La fondation du ji shū remonte à Ippen (一遍, 1234-1289), un moine-prêtre du jōdo shū disciple de Shōtatsu (聖達, 1203-1279), issu des Kōno, une famille de samouraïs de la province d'Iyo. Ippen a entrepris après la mort de son père un pèlerinage et a passé trois ans dans un ermitage sur une montagne où il a pratiqué le nembutsu jusqu’à ce qu’il parte en 1274/75 dans la province de Kii pour un pèlerinage aux monts sacrés de Kumano. Lors d’une crise spirituelle à propos de ceux qui n’ont pas la foi, la divinité (権現, gongen) de Kumano, présentée dans le syncrétisme shinto-bouddhique de cette époque comme la manifestation (垂迹, suijaku) d’Amida, lui serait apparue et lui aurait fait savoir que la renaissance de l’individu dans la Terre pure d’Amida dépend uniquement de l’Éveil d’Amida. La foi est hors de propos ; l’important est de simplement s’abandonner entièrement au nembutsu, de le réciter et de convertir autrui à cette pratique, si bien qu’Amida peut sauver les êtres humains par son pouvoir-autre (他力, tariki).

À la suite de cette révélation, Ippen s’est consacré jusqu’à sa mort aux voyages (遊行, yugyō) à travers les zones rurales du Japon et à la distribution (賦算, fusan) de tablettes sur lesquelles étaient écrits le nembutsu et le Rokujūmannin (六十万人, un verset de quatre lignes qui contient l’essence de l’enseignement d’Ippen). En outre, il a aussi développé vers 1279 la pratique de réciter le nembutsu pendant une danse extatique (踊念仏, nembutsu odori)[1].

Au cours de ses voyages, il a réuni des groupes d’adeptes (y compris des femmes et des personnes ayant des métiers où l’on doit tuer, comme des samouraïs et des pêcheurs), avec une vingtaine d’entre eux autour de lui-même, desquels il exigeait le renoncement dans toute sa rigueur à tous les objets d’attachement, comme la famille ou les biens, afin de se dévouer totalement au nembutsu. Les manquements envers les règles du célibat et de la pauvreté (seuls douze objets usuels étaient autorisés) étaient sanctionnés par l’exclusion du registre (勧進帳, kanjinchō) du ji shū dans lequel étaient inscrits les noms de ceux dont la renaissance dans la Terre pure d’Amida était assurée (cela a aussi pu se produire à titre posthume). Les adeptes de la communauté d’Ippen étaient appelés individuellement sute hijiri (捨聖, approximativement « saint renonçant ») et la communauté en tant que telle s’appelait à cette époque ji shū (時衆, « gens de l’heure », Ippen n’avait pas l’intention de fonder une école), car Ippen divisait le jour en six périodes durant chacune d’entre elles il faisait réciter le nembutsu à huit adeptes, ce qui permettait d’obtenir un chant continu.

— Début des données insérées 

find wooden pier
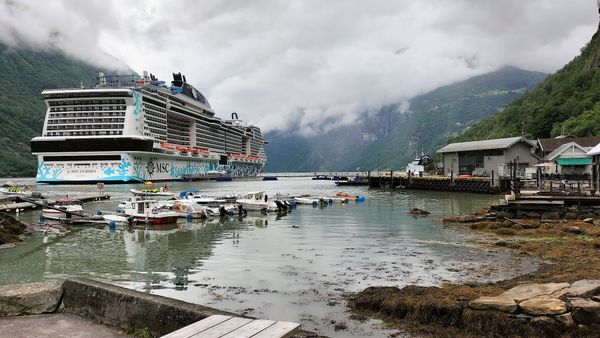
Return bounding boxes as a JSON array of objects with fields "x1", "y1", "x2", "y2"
[
  {"x1": 0, "y1": 194, "x2": 110, "y2": 213},
  {"x1": 366, "y1": 172, "x2": 509, "y2": 194},
  {"x1": 161, "y1": 315, "x2": 300, "y2": 338}
]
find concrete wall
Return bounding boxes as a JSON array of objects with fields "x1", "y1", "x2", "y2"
[
  {"x1": 503, "y1": 142, "x2": 537, "y2": 166},
  {"x1": 442, "y1": 152, "x2": 459, "y2": 175},
  {"x1": 482, "y1": 155, "x2": 504, "y2": 176}
]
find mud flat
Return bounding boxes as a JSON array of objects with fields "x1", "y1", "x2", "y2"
[{"x1": 349, "y1": 207, "x2": 600, "y2": 337}]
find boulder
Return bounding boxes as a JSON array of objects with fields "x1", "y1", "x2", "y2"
[
  {"x1": 408, "y1": 208, "x2": 430, "y2": 216},
  {"x1": 530, "y1": 316, "x2": 555, "y2": 324},
  {"x1": 0, "y1": 281, "x2": 63, "y2": 316},
  {"x1": 570, "y1": 298, "x2": 600, "y2": 326},
  {"x1": 519, "y1": 298, "x2": 568, "y2": 316},
  {"x1": 552, "y1": 313, "x2": 575, "y2": 327},
  {"x1": 566, "y1": 226, "x2": 582, "y2": 235},
  {"x1": 541, "y1": 211, "x2": 559, "y2": 220},
  {"x1": 583, "y1": 218, "x2": 595, "y2": 224},
  {"x1": 564, "y1": 280, "x2": 600, "y2": 298},
  {"x1": 592, "y1": 295, "x2": 600, "y2": 303},
  {"x1": 502, "y1": 283, "x2": 570, "y2": 302},
  {"x1": 469, "y1": 295, "x2": 518, "y2": 313}
]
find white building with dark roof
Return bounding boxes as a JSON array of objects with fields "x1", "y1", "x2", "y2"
[{"x1": 437, "y1": 136, "x2": 539, "y2": 177}]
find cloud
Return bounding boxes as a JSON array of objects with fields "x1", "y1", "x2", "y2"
[{"x1": 1, "y1": 0, "x2": 597, "y2": 133}]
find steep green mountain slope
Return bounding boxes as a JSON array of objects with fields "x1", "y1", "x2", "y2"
[
  {"x1": 454, "y1": 21, "x2": 600, "y2": 142},
  {"x1": 0, "y1": 44, "x2": 123, "y2": 177},
  {"x1": 265, "y1": 66, "x2": 546, "y2": 172}
]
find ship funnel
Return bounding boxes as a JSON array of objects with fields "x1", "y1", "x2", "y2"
[
  {"x1": 232, "y1": 112, "x2": 239, "y2": 120},
  {"x1": 143, "y1": 70, "x2": 150, "y2": 82},
  {"x1": 98, "y1": 72, "x2": 107, "y2": 86}
]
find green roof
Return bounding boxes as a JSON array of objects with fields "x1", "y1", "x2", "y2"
[{"x1": 556, "y1": 158, "x2": 592, "y2": 166}]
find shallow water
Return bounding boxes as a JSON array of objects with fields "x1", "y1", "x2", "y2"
[{"x1": 0, "y1": 177, "x2": 538, "y2": 337}]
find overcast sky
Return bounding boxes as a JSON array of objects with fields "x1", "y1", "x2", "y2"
[{"x1": 0, "y1": 0, "x2": 597, "y2": 134}]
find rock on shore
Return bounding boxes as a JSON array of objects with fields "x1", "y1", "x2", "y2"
[
  {"x1": 469, "y1": 280, "x2": 600, "y2": 329},
  {"x1": 0, "y1": 282, "x2": 63, "y2": 316},
  {"x1": 0, "y1": 213, "x2": 27, "y2": 245}
]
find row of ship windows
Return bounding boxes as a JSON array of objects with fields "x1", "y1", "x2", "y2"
[
  {"x1": 145, "y1": 116, "x2": 166, "y2": 124},
  {"x1": 143, "y1": 105, "x2": 167, "y2": 113},
  {"x1": 45, "y1": 130, "x2": 124, "y2": 136},
  {"x1": 49, "y1": 112, "x2": 126, "y2": 118},
  {"x1": 47, "y1": 118, "x2": 125, "y2": 124},
  {"x1": 47, "y1": 124, "x2": 124, "y2": 130},
  {"x1": 50, "y1": 106, "x2": 127, "y2": 112},
  {"x1": 143, "y1": 109, "x2": 166, "y2": 118},
  {"x1": 147, "y1": 127, "x2": 167, "y2": 135},
  {"x1": 48, "y1": 99, "x2": 126, "y2": 106}
]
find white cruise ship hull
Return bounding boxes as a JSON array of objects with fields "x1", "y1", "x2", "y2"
[{"x1": 35, "y1": 152, "x2": 263, "y2": 183}]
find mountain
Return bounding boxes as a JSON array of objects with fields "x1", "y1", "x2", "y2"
[
  {"x1": 264, "y1": 66, "x2": 546, "y2": 172},
  {"x1": 453, "y1": 20, "x2": 600, "y2": 142},
  {"x1": 0, "y1": 44, "x2": 128, "y2": 177}
]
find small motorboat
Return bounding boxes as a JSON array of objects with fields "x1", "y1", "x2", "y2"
[
  {"x1": 262, "y1": 176, "x2": 278, "y2": 181},
  {"x1": 179, "y1": 190, "x2": 227, "y2": 204},
  {"x1": 42, "y1": 198, "x2": 84, "y2": 220},
  {"x1": 120, "y1": 197, "x2": 179, "y2": 224},
  {"x1": 236, "y1": 191, "x2": 280, "y2": 212},
  {"x1": 336, "y1": 192, "x2": 366, "y2": 201}
]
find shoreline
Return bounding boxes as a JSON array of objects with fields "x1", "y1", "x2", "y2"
[{"x1": 348, "y1": 206, "x2": 600, "y2": 337}]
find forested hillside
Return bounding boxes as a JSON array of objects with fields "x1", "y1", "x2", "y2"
[
  {"x1": 0, "y1": 45, "x2": 122, "y2": 177},
  {"x1": 454, "y1": 21, "x2": 600, "y2": 142},
  {"x1": 265, "y1": 66, "x2": 546, "y2": 172}
]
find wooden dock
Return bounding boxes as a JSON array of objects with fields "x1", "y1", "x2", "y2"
[
  {"x1": 161, "y1": 315, "x2": 300, "y2": 338},
  {"x1": 0, "y1": 194, "x2": 110, "y2": 213},
  {"x1": 366, "y1": 173, "x2": 509, "y2": 194}
]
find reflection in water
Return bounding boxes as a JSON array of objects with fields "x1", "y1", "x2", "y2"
[{"x1": 0, "y1": 178, "x2": 534, "y2": 337}]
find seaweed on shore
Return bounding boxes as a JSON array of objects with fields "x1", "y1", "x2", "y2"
[{"x1": 348, "y1": 209, "x2": 600, "y2": 337}]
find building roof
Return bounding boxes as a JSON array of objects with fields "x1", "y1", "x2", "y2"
[
  {"x1": 538, "y1": 137, "x2": 600, "y2": 153},
  {"x1": 437, "y1": 136, "x2": 530, "y2": 154},
  {"x1": 544, "y1": 142, "x2": 589, "y2": 161},
  {"x1": 588, "y1": 142, "x2": 600, "y2": 156}
]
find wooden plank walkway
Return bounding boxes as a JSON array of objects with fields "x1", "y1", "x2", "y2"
[{"x1": 161, "y1": 315, "x2": 300, "y2": 338}]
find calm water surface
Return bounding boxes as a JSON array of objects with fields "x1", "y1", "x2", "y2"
[{"x1": 0, "y1": 177, "x2": 537, "y2": 337}]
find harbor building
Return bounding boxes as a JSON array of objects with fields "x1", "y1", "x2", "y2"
[
  {"x1": 437, "y1": 136, "x2": 539, "y2": 177},
  {"x1": 542, "y1": 142, "x2": 593, "y2": 177}
]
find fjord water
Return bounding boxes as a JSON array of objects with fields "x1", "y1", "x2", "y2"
[{"x1": 0, "y1": 177, "x2": 537, "y2": 337}]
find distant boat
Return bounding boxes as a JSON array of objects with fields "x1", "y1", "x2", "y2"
[
  {"x1": 312, "y1": 175, "x2": 330, "y2": 180},
  {"x1": 262, "y1": 176, "x2": 278, "y2": 181}
]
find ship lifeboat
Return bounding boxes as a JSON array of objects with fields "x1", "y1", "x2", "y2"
[
  {"x1": 160, "y1": 143, "x2": 175, "y2": 151},
  {"x1": 189, "y1": 148, "x2": 199, "y2": 154},
  {"x1": 198, "y1": 147, "x2": 210, "y2": 155},
  {"x1": 136, "y1": 79, "x2": 145, "y2": 84},
  {"x1": 176, "y1": 145, "x2": 188, "y2": 153}
]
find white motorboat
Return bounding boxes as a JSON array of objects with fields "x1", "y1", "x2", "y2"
[
  {"x1": 179, "y1": 190, "x2": 226, "y2": 204},
  {"x1": 236, "y1": 191, "x2": 279, "y2": 212},
  {"x1": 120, "y1": 197, "x2": 179, "y2": 224},
  {"x1": 42, "y1": 198, "x2": 84, "y2": 220}
]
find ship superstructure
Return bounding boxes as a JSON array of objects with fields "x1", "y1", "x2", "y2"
[{"x1": 31, "y1": 72, "x2": 267, "y2": 183}]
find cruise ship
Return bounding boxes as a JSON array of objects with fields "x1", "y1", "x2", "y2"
[{"x1": 30, "y1": 72, "x2": 267, "y2": 183}]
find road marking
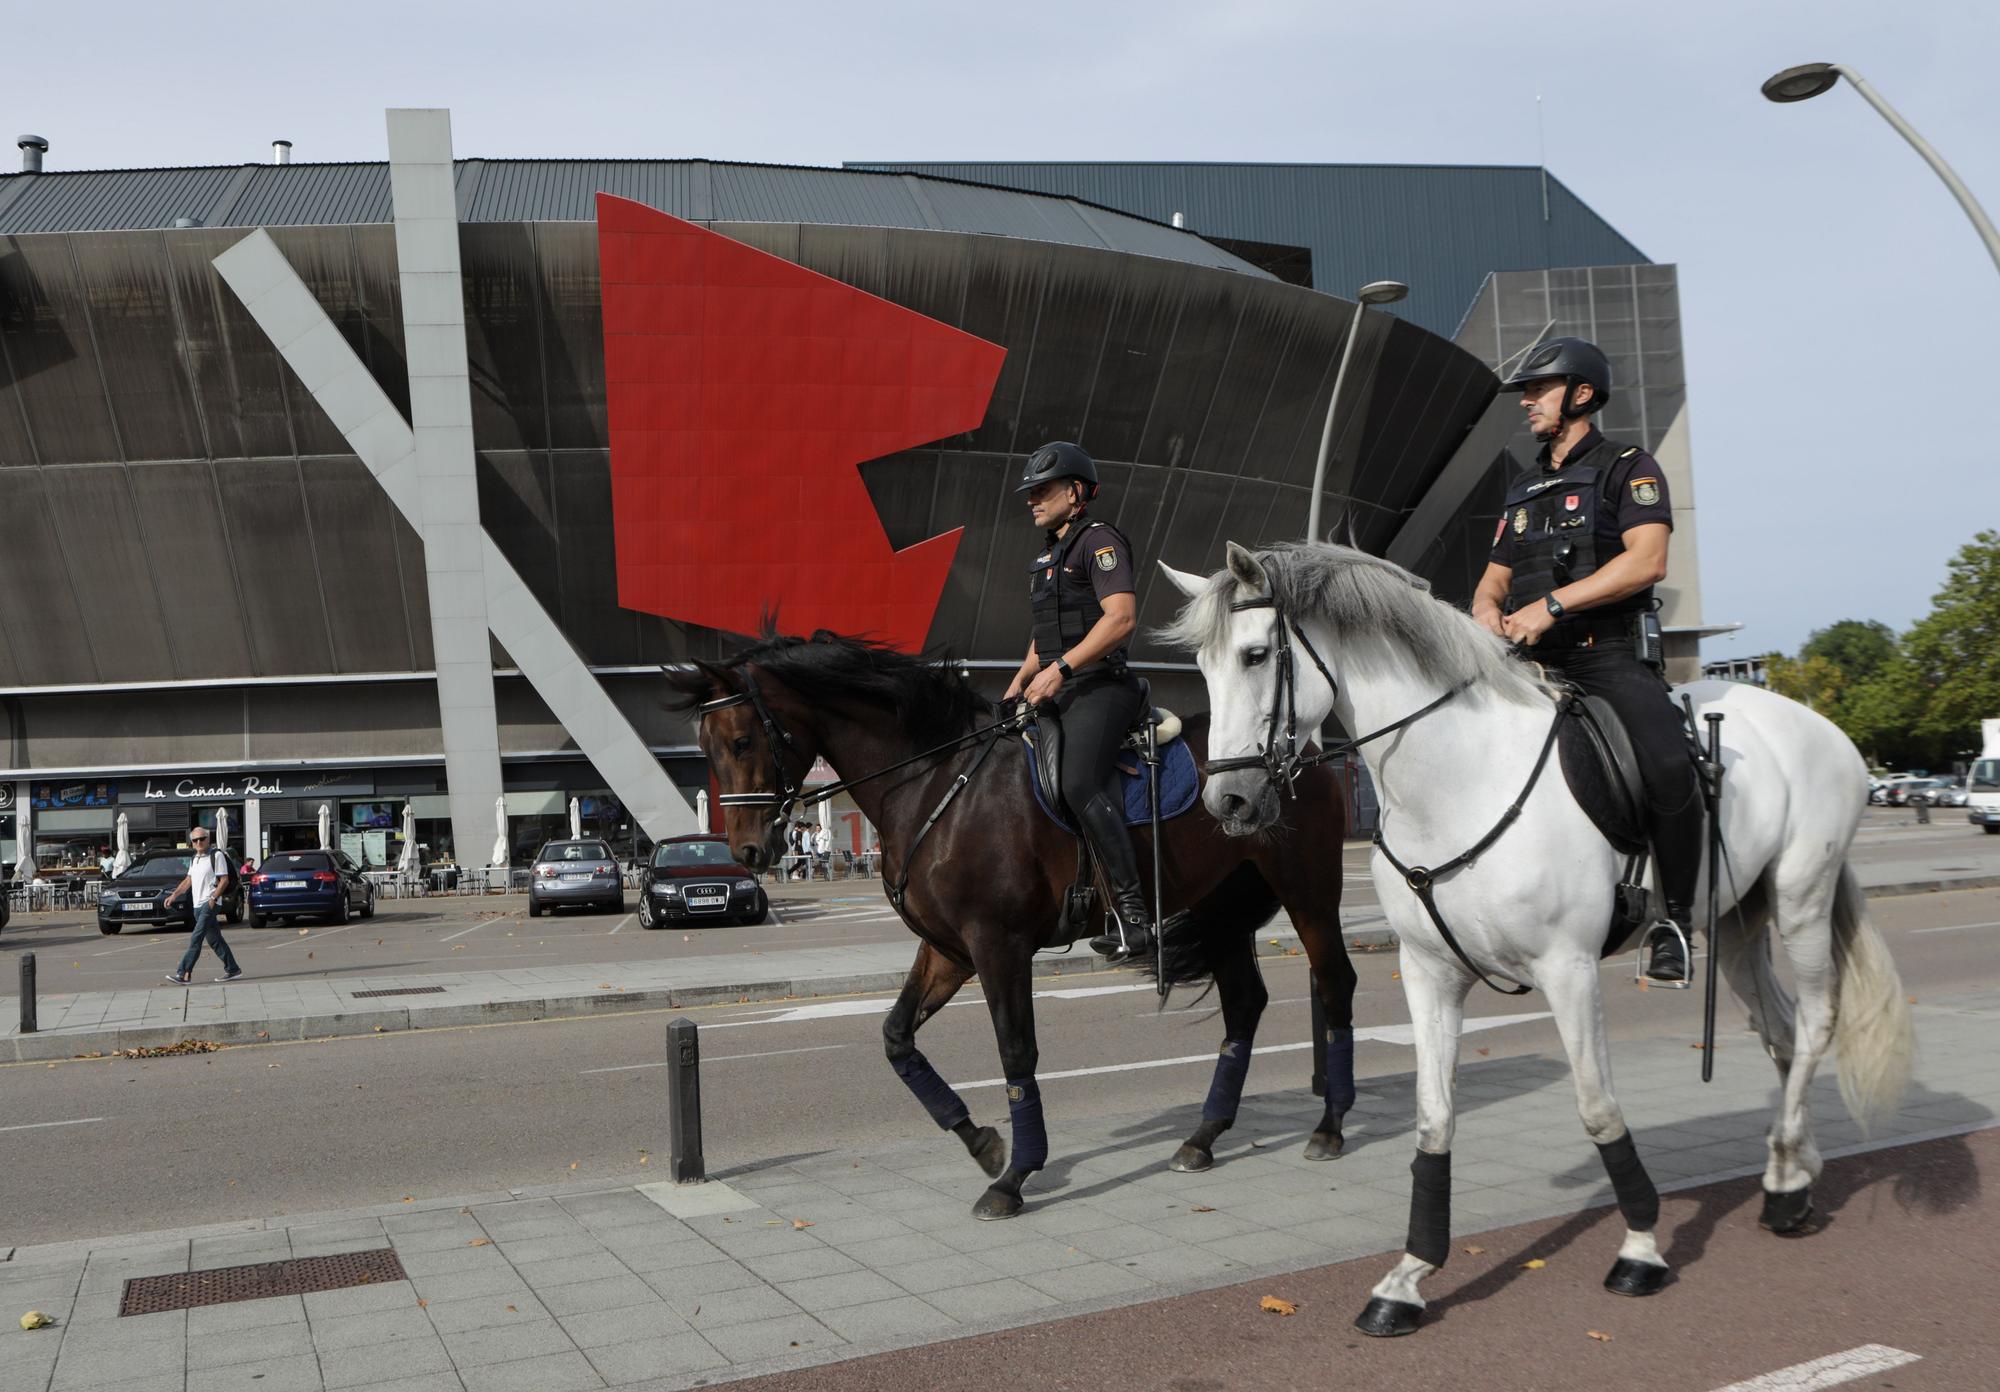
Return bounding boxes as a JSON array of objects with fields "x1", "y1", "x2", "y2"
[
  {"x1": 1910, "y1": 919, "x2": 2000, "y2": 935},
  {"x1": 580, "y1": 1043, "x2": 847, "y2": 1074},
  {"x1": 1709, "y1": 1344, "x2": 1921, "y2": 1391},
  {"x1": 92, "y1": 940, "x2": 162, "y2": 957},
  {"x1": 438, "y1": 917, "x2": 506, "y2": 943},
  {"x1": 262, "y1": 923, "x2": 362, "y2": 950},
  {"x1": 958, "y1": 1012, "x2": 1551, "y2": 1089},
  {"x1": 0, "y1": 1117, "x2": 105, "y2": 1134},
  {"x1": 708, "y1": 979, "x2": 1161, "y2": 1029},
  {"x1": 608, "y1": 914, "x2": 634, "y2": 935}
]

Ippen a essayé en 1282 d’entrer avec ses partisans dans Kamakura (alors siège du shogunat) pour y prêcher, mais il a été expulsé de la ville par le shikken et protecteur du zen, Hōjō Tokimune. Après quoi, il est parti vers les localités à l’ouest de la région de Kyōto où il a pu enregistrer des succès spectaculaires même dans les temples et dans les sanctuaires établis.

Après la mort d’Ippen dans l’actuelle Kōbe, le ji shū a momentanément traversé une situation très confuse car Ippen n’avait pas désigné de successeur. Sept de ses disciples se noyèrent volontairement pour suivre leur maître dans la Terre pure. Un autre, Shinkyō (真教, 1233 ?-1316), aussi appelé Ta-A (他阿), a rassemblé un petit groupe de disciples avec lesquels il s’est installé sur le mont Tanjō où ils récitaient le nembutsu tout en voulant jeûner à mort. Mais les seigneurs féodaux du lieu les en ont dissuadé et les ont incité à poursuivre la tradition du fusan et du yugyō d’Ippen, à la tête de laquelle Shinkyō devait s’installer.

Shinkyō a introduit deux innovations remarquables : après un accident vasculaire cérébral en 1303, il s’est retiré au Taima-dōjō dans la province de Sagami, et a remis ses pleins-pouvoirs et obligations à son disciple Chitoku (智得), aussi appelé Ryō-A (量阿). Le Taima-dōjō, ensuite appelé Muryōkō-ji (无量光寺), a été le premier temple du système de retraite appelé dokujū (独住). En outre, Shinkyō a transmis à Chitoku son nom religieux, Ta-A (他阿). C’est à eux deux que l’école doit la tradition de la succession de maître à disciple.

Lorsque Shinkyō est mort en 1316, Chitoku a pour sa part pris sa retraite au Muryōkō-ji et a transmis les obligations missionnaire à son disciple Eei (恵永) ou Donkai (呑海, 1265-1327), connu aussi sous le nom d’U-A (有阿). Lorsque Chitoku est mort en 1319, Donkai a aussi voulu prendre sa retraite, mais il en a été empêché par les moines du Muryōkō-ji qui lui reprochaient d’avoir été excommunié par Chitoku. Donkai était cependant en possession du registre des membres du ji shū et a pu ainsi, avec d’autres moines, fonder un nouveau siège au Fujisawa-dōjō voisin (ensuite nommé Shōjōkō-ji ou Yugyō-ji). Cette nouvelle branche s’est postérieurement appelée Yugyō-ha, tandis que la branche regroupée autour du Muryōkō-ji traditionnel, avec les tombes de Chitoku et de Shinkyō, se nommait Taima-ha.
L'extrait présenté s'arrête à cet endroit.